Multi-Computer Systems (MCSs) are efficient in solving computing-intensive problems. A MCS consists of a number of Processing Elements (PEs) and an Interconnection Network (IN). A fault in any PE and/or the IN can lead to losses in sensitive data and/or the overall throughput. In this paper, the author provide a review of the fault tolerance and reliability assessing techniques of mesh MCSs. A number of fault-tolerant routing techniques are analyzed including the dimension ordering, the turn model, and the block-fault model [52]. In reliability analysis, he considers the sub-mesh reliability exact and approximate models and the task-based reliability computation [8]. It is expected that some of the techniques and algorithms covered in this paper can have applications in the domain of wireless mesh networks.
Multi-Computer Systems (MCSs) include the shared – memory (also known as multiprocessors) and distributed – memory (also known as multi-computers) [41]. Mesh interconnection networks are simple, regular, and scalable [15,55]. A number of computation-intensive Scientific/ Engineering applications can be efficiently solved using mesh-based MCSs. Sample commercial and experimental mesh-based MCSs are shown in Table 1 [13,14, 16, 20, 24, 30, 34, 37, 38].
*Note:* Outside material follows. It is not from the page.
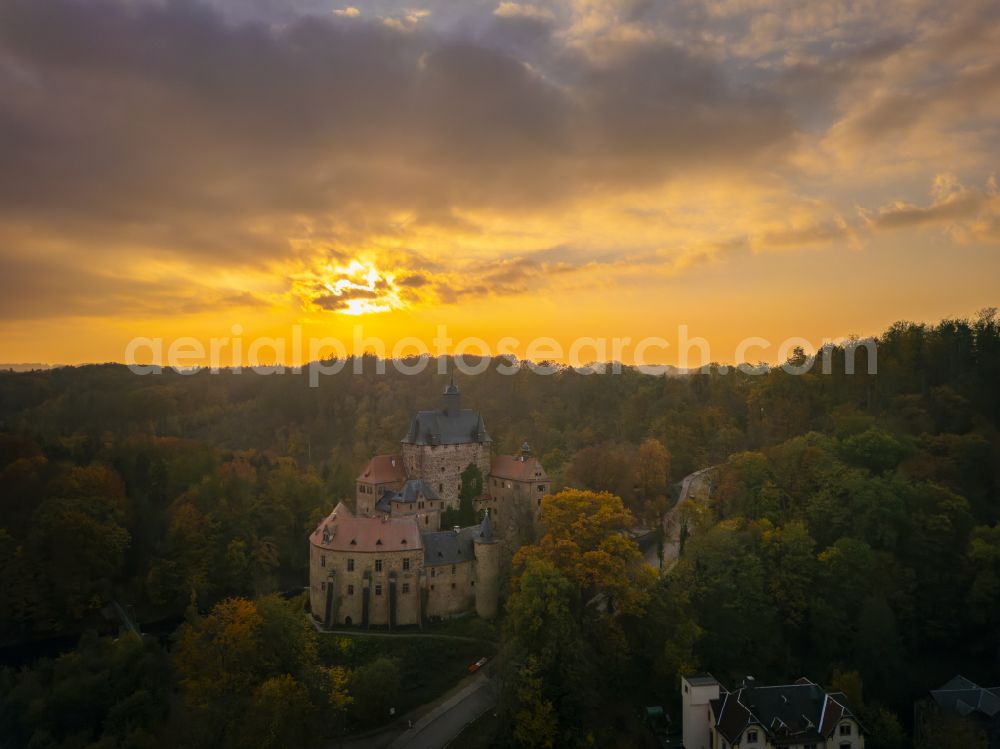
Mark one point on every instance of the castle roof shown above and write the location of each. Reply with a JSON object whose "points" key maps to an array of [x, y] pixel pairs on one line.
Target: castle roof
{"points": [[449, 425], [342, 530], [450, 547], [517, 468], [411, 491], [383, 469]]}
A MCS is said to be fault-tolerant if it can continue to perform its assigned task(s) in the presence of faulty nodes and/or links [19]. It is possible to achieve fault tolerance in a multi-computer system by using various forms of hardware [31], software, information, and time redundancy. In particular, hardware and software redundancy techniques represent the two frequently used techniques. In this paper, the author focus on fault tolerance and reliability analysis of mesh multi-computer interconnection networks [26, 46, 58].
Definition 1: An n-dimensional mesh is defined as the interconnection structure that has K0 × … × Kn-1 nodes where n is the number of dimensions of the network, and Ki is the radix of dimension i. Each node, i, is identified by an n-coordinate vector (α0, α1, ...αn-1) where 0 ≤ ai ≤ Ki-1. Figure1 shows a 3×3×2 mesh network.
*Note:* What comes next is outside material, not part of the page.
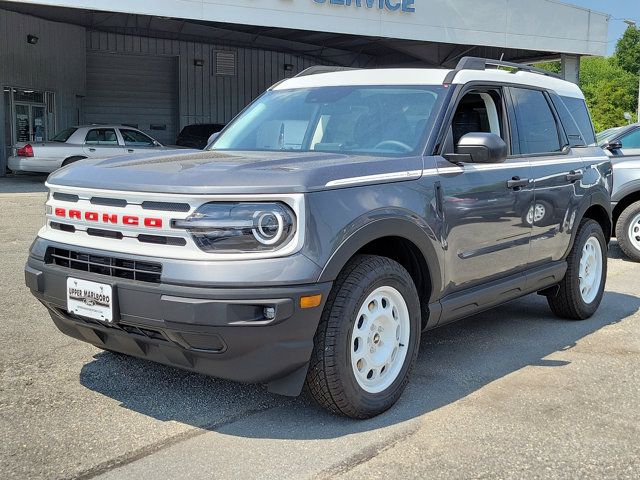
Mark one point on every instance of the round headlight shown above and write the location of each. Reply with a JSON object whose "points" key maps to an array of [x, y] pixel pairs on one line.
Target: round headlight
{"points": [[269, 227], [240, 226]]}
Definition 2: The failure rate of a system, λ, is defined as the expected number of failures of the system per unit time.
Definition 3: The Reliability of a system, R(t), is defined as the conditional probability that the system operates correctly throughout a time interval [t0, t] given that it was operating correctly at t0.
The exponential function R(t) = e-λt can be used to represent the reliability of digital systems. The dimension-ordering Routing (DOR) technique has been used as the basic non-fault-tolerant routing technique in meshes. According to the DOR technique, a message is routed along one dimension at a time in a strict monotonic order on the dimensions traversed. Consider, for example, a 2D mesh network. In this case, messages are routed first along the X-axis and then along the Y-axis. In other words, at most one turn is allowed, namely from X to Y. The DOR algorithm works as follows: Assume that the source node S has dimension (Sx, Sy) and that the destination node D has dimension (dx, dy). The difference in dimension is denoted as (wx = dx - sx, wy = dy - sy ) Wormhole routing is used in routing messages [25, 57]. In other words, a message advances immediately from the incoming to the outgoing channels, given that an outgoing channel is available. Packets are divided into flits (flow control digits) for transmission. The header flit governs the routes, i.e., as it advances along a specific route, the remaining flits follow in a pipelined fashion. According to the DOR the two flits wx and wy are placed respectively in the first two flits of the message. When the first flit arrives at a node, it is either incremented, if it is less than 0, or decremented, if it is greater than 0. If the result of this operation is not equal to 0, then the message is forwarded in the same dimension and direction in which it arrived. However, if the result is 0 and the message arrived on the Y dimension, the packet is delivered to the local node. If, on the other hand, the result is equal to 0 and the packet arrived on the X dimension, the flit is discarded and the next flit is examined upon arrival. If that flit is 0, the packet is delivered to the local node; otherwise, the packet is forwarded in the Y dimension [36]. The X-Y routing has conventionally been referred to as e-cube routing.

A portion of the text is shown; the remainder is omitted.